Das selbe gilt für die Aufzählung von teils im Urteil festgestellten, teils vom Bausachverständigen angeführten Mängeln bei den einzelnen Bauvorhaben und für die daraus gezogene Schlussfolgerung, die Baumängel würden über ein normales Maß hinausgehen, eine unfachmännische Vorgehensweise erkennen lassen und zur Wertlosigkeit der Leistungen für die Opfer führen.

 

Keine Begründungsdefizite iSd Z 5 zeigt die Beschwerde auf, indem sie den vom Erstgericht verneinten (US 9, 13 f, 18, 22 f, 25 f und 28) Vorsatz unrechtmäßiger Bereicherung eigenständig aus dem „wirtschaftlichen Sinn“ der Aufträge für den Angeklagten und der Nichterbringung von Leistungen ableitet (RIS‑Justiz RS0099455).

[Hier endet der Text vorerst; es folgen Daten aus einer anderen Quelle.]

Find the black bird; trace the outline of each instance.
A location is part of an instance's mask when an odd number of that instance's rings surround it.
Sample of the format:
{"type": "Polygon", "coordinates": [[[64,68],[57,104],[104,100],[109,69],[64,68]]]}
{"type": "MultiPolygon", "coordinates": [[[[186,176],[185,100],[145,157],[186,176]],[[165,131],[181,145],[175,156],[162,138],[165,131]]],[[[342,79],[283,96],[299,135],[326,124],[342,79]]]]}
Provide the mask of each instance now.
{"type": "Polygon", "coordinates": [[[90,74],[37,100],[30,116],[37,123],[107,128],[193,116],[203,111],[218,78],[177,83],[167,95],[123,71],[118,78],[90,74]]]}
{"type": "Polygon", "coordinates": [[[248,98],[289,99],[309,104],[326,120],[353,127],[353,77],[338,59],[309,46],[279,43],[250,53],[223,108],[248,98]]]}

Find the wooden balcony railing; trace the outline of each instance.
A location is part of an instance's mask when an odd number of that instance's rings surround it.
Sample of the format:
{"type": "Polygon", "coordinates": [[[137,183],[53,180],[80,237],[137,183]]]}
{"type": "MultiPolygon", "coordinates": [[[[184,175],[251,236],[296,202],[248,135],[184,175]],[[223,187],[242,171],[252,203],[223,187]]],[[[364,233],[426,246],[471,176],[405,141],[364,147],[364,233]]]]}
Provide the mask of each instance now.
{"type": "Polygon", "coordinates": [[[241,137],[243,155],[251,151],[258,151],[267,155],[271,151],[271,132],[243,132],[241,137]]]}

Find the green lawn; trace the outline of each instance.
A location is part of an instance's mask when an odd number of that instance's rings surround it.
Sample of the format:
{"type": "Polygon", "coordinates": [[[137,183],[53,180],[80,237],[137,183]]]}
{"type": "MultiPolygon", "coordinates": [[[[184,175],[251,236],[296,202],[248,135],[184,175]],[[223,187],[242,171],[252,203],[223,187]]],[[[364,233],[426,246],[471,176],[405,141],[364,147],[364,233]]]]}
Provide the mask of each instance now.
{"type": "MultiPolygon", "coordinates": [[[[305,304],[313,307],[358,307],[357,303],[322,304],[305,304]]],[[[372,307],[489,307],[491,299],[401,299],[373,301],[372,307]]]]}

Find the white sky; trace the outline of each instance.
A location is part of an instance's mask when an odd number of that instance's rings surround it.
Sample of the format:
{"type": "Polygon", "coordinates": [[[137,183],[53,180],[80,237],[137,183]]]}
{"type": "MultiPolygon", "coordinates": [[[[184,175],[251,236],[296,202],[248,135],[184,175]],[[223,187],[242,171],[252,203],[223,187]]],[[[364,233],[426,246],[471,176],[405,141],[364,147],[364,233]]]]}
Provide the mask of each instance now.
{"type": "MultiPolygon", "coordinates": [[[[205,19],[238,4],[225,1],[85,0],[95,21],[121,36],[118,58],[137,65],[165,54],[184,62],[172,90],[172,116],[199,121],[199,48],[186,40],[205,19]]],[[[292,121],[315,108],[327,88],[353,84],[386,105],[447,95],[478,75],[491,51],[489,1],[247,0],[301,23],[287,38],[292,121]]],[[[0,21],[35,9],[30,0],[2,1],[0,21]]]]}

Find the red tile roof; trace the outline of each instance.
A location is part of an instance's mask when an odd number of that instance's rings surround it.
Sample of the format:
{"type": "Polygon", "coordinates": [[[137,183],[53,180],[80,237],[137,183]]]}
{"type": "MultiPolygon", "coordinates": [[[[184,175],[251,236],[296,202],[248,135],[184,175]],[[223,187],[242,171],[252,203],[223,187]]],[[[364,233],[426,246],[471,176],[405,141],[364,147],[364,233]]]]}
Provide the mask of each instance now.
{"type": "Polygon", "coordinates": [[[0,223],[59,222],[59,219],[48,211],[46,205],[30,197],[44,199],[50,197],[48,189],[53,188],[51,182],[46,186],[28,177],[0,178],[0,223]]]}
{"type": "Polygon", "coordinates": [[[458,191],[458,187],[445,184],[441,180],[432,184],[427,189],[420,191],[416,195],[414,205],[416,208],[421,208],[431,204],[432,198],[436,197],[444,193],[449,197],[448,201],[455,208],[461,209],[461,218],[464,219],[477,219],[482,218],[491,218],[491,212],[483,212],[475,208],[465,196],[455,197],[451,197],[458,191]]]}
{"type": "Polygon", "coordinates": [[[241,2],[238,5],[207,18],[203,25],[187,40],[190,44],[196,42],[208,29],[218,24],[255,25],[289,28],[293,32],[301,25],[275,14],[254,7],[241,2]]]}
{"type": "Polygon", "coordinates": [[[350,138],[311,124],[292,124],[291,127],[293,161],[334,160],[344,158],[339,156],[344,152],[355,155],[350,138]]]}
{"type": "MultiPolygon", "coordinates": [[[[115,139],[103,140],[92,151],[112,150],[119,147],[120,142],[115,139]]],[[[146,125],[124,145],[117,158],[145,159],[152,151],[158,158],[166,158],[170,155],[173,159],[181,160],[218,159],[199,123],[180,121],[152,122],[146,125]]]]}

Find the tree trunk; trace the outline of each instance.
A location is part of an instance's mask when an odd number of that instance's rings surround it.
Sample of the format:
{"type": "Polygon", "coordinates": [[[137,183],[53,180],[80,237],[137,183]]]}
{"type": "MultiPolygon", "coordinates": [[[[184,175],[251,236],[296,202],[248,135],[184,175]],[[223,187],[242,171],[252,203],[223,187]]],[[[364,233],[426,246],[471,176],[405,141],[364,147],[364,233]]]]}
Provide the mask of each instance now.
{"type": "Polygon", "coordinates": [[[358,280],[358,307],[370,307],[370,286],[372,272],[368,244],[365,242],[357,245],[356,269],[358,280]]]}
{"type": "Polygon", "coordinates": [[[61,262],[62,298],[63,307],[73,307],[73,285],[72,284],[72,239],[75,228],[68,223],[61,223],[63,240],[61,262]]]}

Gleiches gilt für die Forderung, dass „ausgehend“ von den gewünschten Feststellungen „angesichts des Vorliegens von weit mehr als drei Fakten und deutlich höherer Einnahmen als 400 Euro monatlich“ Feststellungen zu einem auf gewerbsmäßige Begehung gerichteten Vorsatz zu treffen gewesen wären.

Die Rechtsrüge (Z 9 lit a) erachtet „aufgrund der in der Hauptverhandlung hervorgekommenen Beweisergebnisse“ (teils unter Vernachlässigung der getroffenen Konstatierungen) „Ersatzfeststellungen“ für indiziert und verkennt damit das Wesen materieller Nichtigkeit (erneut RIS‑Justiz RS0127315; Ratz , WK‑StPO 581 ff und 600 ff).

 

Zur gegen den Freispruch des Angeklagten Paul H***** gerichteten Nichtigkeitsbeschwerde:

Weder Nichtigkeit aus Z 5 noch solche aus Z 9 lit a zeigt die Beschwerde mit der Behauptung auf, das Erstgericht hätte angesichts der Konstatierungen, wonach sich der Angeklagte H***** nicht ausreichend um die Baustellen gekümmert habe und seinen Pflichten als Baumeister nicht ausreichend nachgekommen sei, feststellen müssen, aus welchen Gründen er dem Angeklagten S***** „dermaßen vertraute, dass kein Eventualvorsatz angenommen werden muss“.

Zum Begehren von „Ersatzfeststellungen“ wird auf die Beantwortung der Rechtsrüge (Z 9 lit a) zum Angeklagten S***** verwiesen.

Die Nichtigkeitsbeschwerde der Staatsanwaltschaft war daher – in Übereinstimmung mit der Stellungnahme der Generalprokuratur – bei der nichtöffentlichen Beratung sofort zurückzuweisen (§ 285d Abs 1 StPO).